Was für eine Stadt! Wahrscheinlich die verrückteste der Welt. Tief Gläubige, Atheisten und religiöse Fanatiker treffen hier aufeinander. Juden, Muslime, Orthodoxe, Katholiken, Zionisten, Palästinenser, Drusen, Amerikaner, Salafisten und andere Irre. Eine Blaupause des menschlichen Wahnsinns auf diesem Planeten. 780.000 Einwohner von 7,2 Milliarden auf dieser Welt, also 0.01 Prozent, verursachen gefühlte 50 Prozent aller Schlagzeilen der Nachrichtenagenturen. Verrückt, irre, wahnsinnig, krank.
Solche Gedanken gingen Alexander Behaim durch den Kopf, als er aus dem Fenster seines Hotels auf die quirlige Masse in der Gasse darunter blickte. Und er überlegte, wie es wäre, nach Evakuierung der Einwohner diesen mörderischen Ort mit einer schmutzigen Atombombe für alle Zeiten zu vernichten und unbetretbar zu machen. Hätte dann der ewige Streit, das ewige Morden ein Ende? Er versuchte die morbiden Gedanken aus dem Kopf zu schütteln und sich wieder auf seine Mission zu konzentrieren. Das Geheimnis der Templer. Vielleicht würde seine Entschlüsselung das Problem menschlicher lösen.
Aber Alexander war am Ende. Er hatte alle Führungen mitgemacht, die touristischen Highlights absolviert, hatte es sogar geschafft, einige der verbotenen Katakomben und Geheimgänge tief im Tempelberg zu besuchen – der Zaubergesang von ABBA: Money, Money, Money war sehr hilfreich gewesen, - aber er war dem Geheimnis keinen Deut näher gekommen. Seine vermeintlich interessanten Kontakte hatten sich als Flops erwiesen oder als geldgierige Schlepper zu sinnlosen 'Mysterytouren' entpuppt, und er war kurz davor, aufzugeben.

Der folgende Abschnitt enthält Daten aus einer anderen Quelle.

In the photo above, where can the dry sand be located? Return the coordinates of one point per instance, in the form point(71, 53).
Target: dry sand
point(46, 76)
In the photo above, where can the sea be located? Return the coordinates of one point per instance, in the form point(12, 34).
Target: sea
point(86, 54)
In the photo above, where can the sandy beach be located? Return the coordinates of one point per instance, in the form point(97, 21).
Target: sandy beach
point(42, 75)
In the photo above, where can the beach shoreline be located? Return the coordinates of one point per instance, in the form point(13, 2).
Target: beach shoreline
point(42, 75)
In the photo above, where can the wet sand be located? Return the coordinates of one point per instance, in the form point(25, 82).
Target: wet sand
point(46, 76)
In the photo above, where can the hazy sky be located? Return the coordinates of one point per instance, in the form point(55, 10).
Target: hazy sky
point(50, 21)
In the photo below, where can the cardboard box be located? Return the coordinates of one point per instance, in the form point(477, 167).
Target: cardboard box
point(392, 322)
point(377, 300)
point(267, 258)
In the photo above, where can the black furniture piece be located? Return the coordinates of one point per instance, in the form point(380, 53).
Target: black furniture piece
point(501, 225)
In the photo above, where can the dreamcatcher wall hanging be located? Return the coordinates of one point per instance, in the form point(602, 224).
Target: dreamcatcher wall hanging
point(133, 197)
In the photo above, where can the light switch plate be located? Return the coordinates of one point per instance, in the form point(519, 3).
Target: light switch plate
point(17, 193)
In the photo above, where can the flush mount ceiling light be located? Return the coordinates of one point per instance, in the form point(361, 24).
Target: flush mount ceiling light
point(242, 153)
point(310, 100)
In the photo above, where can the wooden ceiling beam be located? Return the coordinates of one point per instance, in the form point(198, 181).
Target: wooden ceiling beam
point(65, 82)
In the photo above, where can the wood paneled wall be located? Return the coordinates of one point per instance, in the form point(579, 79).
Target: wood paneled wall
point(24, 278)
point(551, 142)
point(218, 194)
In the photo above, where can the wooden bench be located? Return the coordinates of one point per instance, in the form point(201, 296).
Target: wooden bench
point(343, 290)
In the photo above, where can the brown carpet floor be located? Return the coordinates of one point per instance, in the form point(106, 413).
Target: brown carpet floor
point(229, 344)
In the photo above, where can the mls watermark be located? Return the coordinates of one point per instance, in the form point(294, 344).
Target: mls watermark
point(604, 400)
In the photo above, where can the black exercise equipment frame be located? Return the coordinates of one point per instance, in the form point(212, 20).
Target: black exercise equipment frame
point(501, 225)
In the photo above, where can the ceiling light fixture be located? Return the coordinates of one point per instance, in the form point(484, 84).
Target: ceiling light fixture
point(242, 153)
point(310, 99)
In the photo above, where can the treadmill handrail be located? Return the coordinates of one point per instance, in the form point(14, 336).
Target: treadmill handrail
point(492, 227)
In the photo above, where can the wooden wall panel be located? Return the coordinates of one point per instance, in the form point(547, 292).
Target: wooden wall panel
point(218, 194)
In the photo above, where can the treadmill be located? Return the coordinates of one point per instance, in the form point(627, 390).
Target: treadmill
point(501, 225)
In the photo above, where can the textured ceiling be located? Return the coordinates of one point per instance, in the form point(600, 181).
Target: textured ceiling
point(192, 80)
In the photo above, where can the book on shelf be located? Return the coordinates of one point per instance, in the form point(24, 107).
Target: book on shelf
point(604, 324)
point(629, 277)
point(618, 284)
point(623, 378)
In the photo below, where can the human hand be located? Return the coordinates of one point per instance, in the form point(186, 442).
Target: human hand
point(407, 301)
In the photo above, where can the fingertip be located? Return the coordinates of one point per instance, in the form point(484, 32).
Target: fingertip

Die Hektik seiner Suche hatte nur einen positiven Effekt gehabt. Sie hatte ihn von dem Schmerz abgelenkt, der mit dem Namen Nina verbunden war. Warum verstand sie ihn nicht? Die Entdeckung des Templergeheimnisses würde vielleicht die Probleme der ganzen Menschheit lösen bis hinunter zu ihren eigenen Befindlichkeiten. Das sollte doch ein paar Unannehmlichkeiten wert sein; was ist schlimm daran, das Beste zu versuchen? Wie kann man das Beste nicht wollen, verdammt noch mal? Alexander versuchte, sich in eine gewisse Wut hineinzureden, aber es gelang ihm nicht. Und schmerzhaft fiel ihm ein, wie er seine Freundin belogen hatte. Denn seine – wie hatte Nina es genannt, kranke Obsession? – hatte inzwischen fast sein gesamtes ererbtes Vermögen verschlungen, und er überraschte sich manchmal dabei, wie er über das Gold und die Edelsteine des Schatzes nachzudenken begann, statt an seinen transzendenten Teil.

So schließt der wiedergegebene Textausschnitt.